Of note, there were no cases of veno-occlusive liver disease, graft failure, or graft-versus-host disease reported.
“The safety profile of lovo-cel treatment is consistent with the underlying SCD and the known effects of myeloablative conditioning,” said Kanter.
“Using gene therapy through lovo-cel, we have been able to essentially rid individuals with SCD of VOEs. It results in normal Hb levels and people just feeling amazing,” she said in a press release.
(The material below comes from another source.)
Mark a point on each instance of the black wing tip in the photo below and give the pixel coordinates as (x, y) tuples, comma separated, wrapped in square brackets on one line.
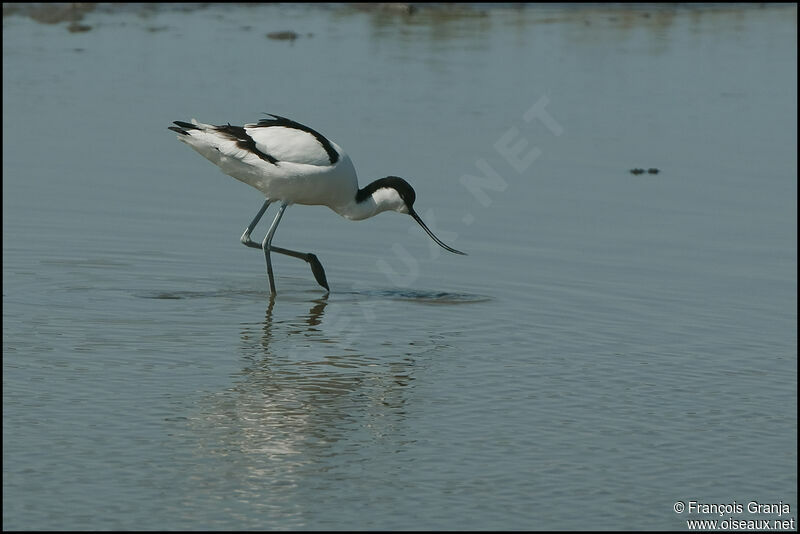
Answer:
[(183, 127)]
Kanter also pointed out that many of these patients had significant diseases and end-organ complications prior to receiving this therapy, and that after undergoing this treatment, these patients experienced “life-changing transformative therapy.”
“[However, we still] need to follow these individuals long-term in SCD centres … [in order] to confirm previously reported findings regarding its efficacy, safety, and patient experience with lovo-cel, including adolescent patients,” Kanter noted.